If my description of the first DLC pack for last year’s stellar RPG reads like it’s merely a quest by numbers it’s because, to some extent, it is. Knothole Island’s creativity leaves much to be desired, with many of the more ingenious quests of the main game being much more interesting to play than the one’s offered up here. And in a particularly obvious attempt at padding out the length of the comparatively limited content, the village chief makes you endure pointless toing and froing to unearth keys needed to enter the aforementioned shrines in the first place. But perhaps I’m being too harsh: Knothole Island is home to three intricate, well-designed dungeons, and there are a couple of hours of decent, wholesome content and visual variety contained within.
But that’s all. The main quest only lasts a minimal amount of time, and after that your ability to play with the island is severely limited.

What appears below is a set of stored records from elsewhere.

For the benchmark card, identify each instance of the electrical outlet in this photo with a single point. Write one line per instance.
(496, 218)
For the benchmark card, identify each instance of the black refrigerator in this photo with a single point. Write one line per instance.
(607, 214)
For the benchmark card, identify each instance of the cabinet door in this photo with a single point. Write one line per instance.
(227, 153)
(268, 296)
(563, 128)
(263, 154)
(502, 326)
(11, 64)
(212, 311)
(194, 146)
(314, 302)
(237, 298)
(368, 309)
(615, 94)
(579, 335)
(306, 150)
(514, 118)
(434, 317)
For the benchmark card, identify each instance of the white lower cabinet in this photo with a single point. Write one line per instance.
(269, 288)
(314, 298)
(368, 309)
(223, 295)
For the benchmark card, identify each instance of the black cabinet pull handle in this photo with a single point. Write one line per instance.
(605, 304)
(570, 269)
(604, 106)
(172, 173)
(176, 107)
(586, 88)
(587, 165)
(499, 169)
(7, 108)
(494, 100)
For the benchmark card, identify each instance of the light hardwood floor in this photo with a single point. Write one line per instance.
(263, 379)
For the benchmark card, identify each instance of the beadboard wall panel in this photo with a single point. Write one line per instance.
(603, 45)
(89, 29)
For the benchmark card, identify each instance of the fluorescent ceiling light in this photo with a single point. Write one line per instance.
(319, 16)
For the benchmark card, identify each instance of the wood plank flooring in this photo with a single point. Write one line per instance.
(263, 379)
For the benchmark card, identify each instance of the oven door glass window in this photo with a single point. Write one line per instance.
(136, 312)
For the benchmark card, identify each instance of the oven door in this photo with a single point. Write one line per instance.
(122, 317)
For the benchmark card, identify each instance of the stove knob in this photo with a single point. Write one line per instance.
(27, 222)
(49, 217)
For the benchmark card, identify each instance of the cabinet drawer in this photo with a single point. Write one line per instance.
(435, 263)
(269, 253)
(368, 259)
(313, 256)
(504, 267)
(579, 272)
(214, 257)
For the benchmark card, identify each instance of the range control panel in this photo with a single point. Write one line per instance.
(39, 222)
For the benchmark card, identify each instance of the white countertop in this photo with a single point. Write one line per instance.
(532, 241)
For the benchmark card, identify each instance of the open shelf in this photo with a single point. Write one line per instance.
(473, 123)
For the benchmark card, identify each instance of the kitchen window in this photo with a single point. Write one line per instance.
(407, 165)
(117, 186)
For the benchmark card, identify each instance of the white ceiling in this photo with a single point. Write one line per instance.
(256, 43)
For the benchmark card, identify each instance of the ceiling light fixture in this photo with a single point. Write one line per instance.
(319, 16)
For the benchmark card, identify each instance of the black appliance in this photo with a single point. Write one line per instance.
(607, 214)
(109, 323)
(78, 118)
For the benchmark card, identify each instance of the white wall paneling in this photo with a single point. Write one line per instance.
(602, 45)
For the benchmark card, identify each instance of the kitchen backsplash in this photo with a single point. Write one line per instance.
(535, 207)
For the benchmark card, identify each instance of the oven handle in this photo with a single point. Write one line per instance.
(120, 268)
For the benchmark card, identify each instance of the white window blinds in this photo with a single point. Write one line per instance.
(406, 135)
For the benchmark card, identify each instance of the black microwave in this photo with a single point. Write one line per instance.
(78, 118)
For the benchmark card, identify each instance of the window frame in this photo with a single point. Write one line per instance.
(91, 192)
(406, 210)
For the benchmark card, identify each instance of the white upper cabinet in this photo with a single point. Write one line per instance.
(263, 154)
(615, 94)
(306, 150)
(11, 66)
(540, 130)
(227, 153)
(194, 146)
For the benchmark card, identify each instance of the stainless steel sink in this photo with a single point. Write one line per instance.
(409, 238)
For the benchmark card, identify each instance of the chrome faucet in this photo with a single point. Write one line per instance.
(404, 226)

There are ten volumes of books explaining the history of the island to be found, but they’re not particularly difficult to recover with most (in all probability) dug out during the course of the main quest anyway. On top of that there’s the Box of Secrets shop, a vendor that will trade unique items with you for various other possessions acquired back in the main game. This itself leads to a bit of back and forth, but the results are satisfying: the new items are mostly a lot of fun. But, ultimately, many people will have already progressed through Fable II, and as the Box of Secrets is mostly locked until the island’s main quest has been completed, there’s not much avenue of opportunity to use the new weapons and armour to their full potential.

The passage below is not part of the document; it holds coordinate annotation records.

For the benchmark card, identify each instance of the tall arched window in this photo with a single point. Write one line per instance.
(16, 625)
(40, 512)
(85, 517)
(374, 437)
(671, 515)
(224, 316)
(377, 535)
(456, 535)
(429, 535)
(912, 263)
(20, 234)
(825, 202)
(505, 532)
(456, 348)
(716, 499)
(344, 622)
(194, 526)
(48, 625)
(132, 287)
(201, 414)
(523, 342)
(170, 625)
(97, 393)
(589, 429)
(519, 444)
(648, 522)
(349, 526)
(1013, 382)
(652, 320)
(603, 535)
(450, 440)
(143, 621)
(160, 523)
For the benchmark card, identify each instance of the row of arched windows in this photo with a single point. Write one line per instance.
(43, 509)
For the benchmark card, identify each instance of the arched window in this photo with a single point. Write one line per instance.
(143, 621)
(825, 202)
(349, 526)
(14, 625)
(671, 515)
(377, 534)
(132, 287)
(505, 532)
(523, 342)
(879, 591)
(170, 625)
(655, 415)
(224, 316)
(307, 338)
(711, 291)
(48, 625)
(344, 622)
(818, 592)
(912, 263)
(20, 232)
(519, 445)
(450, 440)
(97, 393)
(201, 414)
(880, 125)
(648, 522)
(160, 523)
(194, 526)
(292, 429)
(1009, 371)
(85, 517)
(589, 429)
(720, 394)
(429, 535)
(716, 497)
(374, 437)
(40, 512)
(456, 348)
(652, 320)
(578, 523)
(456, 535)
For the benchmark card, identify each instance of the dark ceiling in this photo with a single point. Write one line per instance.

Confusingly, progressing through the Knothole Island quest also requires you to leave the island and return after clearing every shrine. This odd necessity goes unmentioned, which, a third of the way into the quest left me running around wondering how exactly I was supposed to progress. This particular quirk smacks of a bug being labelled as a feature, and I can’t help but feel it wasn’t originally meant to be there.
As will always be the case with DLC, Knothole Island will inevitably invoke questions about its cost. At 800 Microsoft Points (or £6.80 to you and me), the relatively diminutive content will seem vastly out of proportion with the original game itself, a fact further compounded if your copy was picked up in any of the credit-crunch-induced pre-Christmas sales. This is, after all, 2009, and whether the economic climate will allow for such frivolous premium content is a question that is yet to be properly put to the test.
Yet, part of the appeal of Knothole Island, though, is in its exclusivity. It’s the VIP lounge equivalent of Fable II content, and an area crafted especially to preach to the choir. Just don’t expect it to come cheap.